Effects of combined nitrogen fertilization with biochemical inhibitors on leaching characteristics of soil potassium in yellow clay soils

  • 摘要: 中国南方黄泥田土壤中养分淋失严重,尤其是氮(N)和钾(K),不仅造成资源浪费和潜在环境威胁,还严重制约作物的可持续生产。采用室内土柱模拟培养,研究尿素(U)和尿素硝铵(UAN)中单独添加脲酶抑制剂N-丁基硫代磷酰三胺(NBPT)和硝化抑制剂2-氯-6-(三氯甲基)吡啶(CP),及两者配合施用对黄泥田土壤中K素淋溶特征的影响,探讨提高黄泥田供钾能力的施肥技术。不同氮肥种类淋溶液中,K+平均浓度大小表现为UAN处理(103.0 mg·kg-1)高于U处理(93.9 mg·kg-1),且抑制剂处理间存在明显差异。培养结束时(第72 d),UAN处理K+淋失量较U处理高6.7%。U各处理淋溶液中K+累积量大小表现为U > U+NBPT > U+NBPT+CP > U+CP > CK,其中U+NBPT、U+CP和U+NBPT+CP处理较U处理分别降低8.7%、20.2%和14.9%;UAN各处理淋溶液中K+累积量表现为UAN > UAN+NBPT > UAN+NBPT+CP > UAN+CP > CK,其中UAN+NBPT、UAN+CP和UAN+NBPT+CP处理较UAN处理分别降低6.0%、13.8%和9.2%。不同施肥处理K+淋溶率表现为UAN > UAN+NBPT > U > UAN+NBPT+CP > UAN+CP > U+NBPT > U+NBPT+CP > U+CP。培养中期(第36 d),U和UAN处理肥际微域中土壤速效钾含量显著降低,而添加CP处理有效维持土壤中较高的速效钾含量。与单施NBPT相比,配施CP可以减少黄泥田土壤中NO3-淋溶,增加土壤晶格对K+的固定,减轻K+淋溶风险,有效时间超过72 d。

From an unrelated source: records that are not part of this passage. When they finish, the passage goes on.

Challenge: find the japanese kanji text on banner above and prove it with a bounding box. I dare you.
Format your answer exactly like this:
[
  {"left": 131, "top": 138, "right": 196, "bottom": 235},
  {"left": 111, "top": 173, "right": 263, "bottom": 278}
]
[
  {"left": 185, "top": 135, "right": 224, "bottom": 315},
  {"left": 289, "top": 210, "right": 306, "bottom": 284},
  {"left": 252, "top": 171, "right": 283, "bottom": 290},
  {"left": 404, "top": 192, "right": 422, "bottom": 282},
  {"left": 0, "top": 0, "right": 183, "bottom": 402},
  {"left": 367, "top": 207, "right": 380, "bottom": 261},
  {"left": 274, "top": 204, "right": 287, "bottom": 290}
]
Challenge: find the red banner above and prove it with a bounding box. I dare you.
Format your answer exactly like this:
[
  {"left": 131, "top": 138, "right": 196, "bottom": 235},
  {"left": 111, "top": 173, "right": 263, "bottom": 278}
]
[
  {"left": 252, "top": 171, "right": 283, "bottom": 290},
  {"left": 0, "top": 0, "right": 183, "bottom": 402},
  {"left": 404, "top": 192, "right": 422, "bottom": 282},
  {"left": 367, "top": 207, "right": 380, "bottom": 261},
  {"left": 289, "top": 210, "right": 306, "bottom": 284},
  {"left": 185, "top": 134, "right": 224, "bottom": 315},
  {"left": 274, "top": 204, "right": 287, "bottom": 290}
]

对各处理淋溶液中K+累积量(y)随NO3-累积量(x)的变化进行拟合,其中以线性方程(y=ax+b)和Elovich方程(y=alnx+b)的拟合度最高,且抑制剂处理间ab值均存在明显差异。总之,在黄泥田土壤中单施CP,或与NBPT配施可以有效增加K+吸附,降低土壤中K+淋溶损失,减轻养分淋失风险,提高肥料利用率。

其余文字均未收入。